Open Access Paper
28 December 2022 A vertical constraint enhanced method for indoor LiDAR SLAM algorithms
Zhennan Tian, Ningbo Bu, Jiangjian Xiao, Gen Xu, Haolei Ru, Jianfei Ge
Author Affiliations +
Proceedings Volume 12506, Third International Conference on Computer Science and Communication Technology (ICCSCT 2022); 125060G (2022) https://doi.org/10.1117/12.2662203
Event: International Conference on Computer Science and Communication Technology (ICCSCT 2022), 2022, Beijing, China
Abstract
LiDAR-based SLAM Systems are widely applied in robotics for their accuracy and robustness. However, accurate localization in small-scale indoor scenes is challenging since the point cloud features of the sparse line scan LiDAR cannot always provide sufficient space constraints. In our experiments, even state-of-the-art methods have heavy odometry drift. In this paper, to address this problem, we propose a method that can improve the performance of existing algorithms in small-scale indoor scenes. By installing a LiDAR perpendicular to the existing LiDAR, our method enhances the constraint in the vertical direction. We test our method on LOAM and FAST-LIO2, and the results show significant improvements on our own collected datasets.
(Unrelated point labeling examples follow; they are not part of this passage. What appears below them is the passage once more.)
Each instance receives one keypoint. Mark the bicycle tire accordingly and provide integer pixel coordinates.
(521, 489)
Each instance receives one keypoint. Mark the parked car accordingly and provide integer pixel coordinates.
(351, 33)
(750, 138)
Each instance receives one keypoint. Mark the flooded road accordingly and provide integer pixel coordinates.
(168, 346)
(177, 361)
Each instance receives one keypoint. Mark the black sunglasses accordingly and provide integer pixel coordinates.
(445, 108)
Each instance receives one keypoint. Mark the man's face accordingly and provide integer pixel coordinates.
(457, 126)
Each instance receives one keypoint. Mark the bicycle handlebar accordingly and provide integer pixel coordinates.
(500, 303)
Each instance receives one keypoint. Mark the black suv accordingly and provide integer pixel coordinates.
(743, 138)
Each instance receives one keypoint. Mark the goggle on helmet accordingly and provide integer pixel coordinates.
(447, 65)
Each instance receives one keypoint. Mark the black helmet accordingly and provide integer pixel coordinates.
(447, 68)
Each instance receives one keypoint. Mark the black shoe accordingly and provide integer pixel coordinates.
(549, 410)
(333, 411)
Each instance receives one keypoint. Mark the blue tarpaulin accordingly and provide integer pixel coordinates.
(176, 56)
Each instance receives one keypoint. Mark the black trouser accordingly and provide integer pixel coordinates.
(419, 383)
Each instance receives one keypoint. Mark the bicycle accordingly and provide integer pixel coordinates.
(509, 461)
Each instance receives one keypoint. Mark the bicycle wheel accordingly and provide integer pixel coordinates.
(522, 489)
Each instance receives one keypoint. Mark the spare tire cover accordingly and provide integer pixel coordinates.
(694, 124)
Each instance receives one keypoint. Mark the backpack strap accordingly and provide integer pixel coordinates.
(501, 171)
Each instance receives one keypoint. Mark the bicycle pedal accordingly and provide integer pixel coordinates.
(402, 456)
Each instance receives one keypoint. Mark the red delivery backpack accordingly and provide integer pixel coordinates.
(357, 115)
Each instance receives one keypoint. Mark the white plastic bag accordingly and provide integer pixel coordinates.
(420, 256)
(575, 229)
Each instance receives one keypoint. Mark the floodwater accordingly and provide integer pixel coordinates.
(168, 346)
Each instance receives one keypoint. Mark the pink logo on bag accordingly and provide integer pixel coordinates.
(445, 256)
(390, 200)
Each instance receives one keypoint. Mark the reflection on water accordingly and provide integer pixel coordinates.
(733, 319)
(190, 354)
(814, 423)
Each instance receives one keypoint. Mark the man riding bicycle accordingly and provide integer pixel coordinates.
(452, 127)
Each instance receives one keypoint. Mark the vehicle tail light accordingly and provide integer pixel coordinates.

In addition, to accurately merge the two LiDAR’s cloud points, we propose a high-accuracy dual-LiDAR calibration method with rotation and translation errors less than 0.005 rad and 0.01 m respectively.

1.

INTRODUCTION

Simultaneous Localization and Mapping (SLAM) is the process where the robot estimates the position and builds a map of the environment without a priori information, using only its equipped sensors, and is a prerequisite for many robotic applications, such as autonomous navigation, path planning and 3D scene reconstruction etc. In comparison with visual SLAM, LiDAR-based SLAM can obtain accurate distances directly and is not susceptible to illumination changes. Therefore, LiDAR SLAM is usually more stable and accurate. In the past decades, the problem of LiDAR SLAM has received a lot of attention, and some advanced algorithms have achieved excellent performance. LiDAR Odometry and Mapping (LOAM) is a well-known LiDAR SLAM system. Based on LOAM, many methods with better performance have been proposed subsequently.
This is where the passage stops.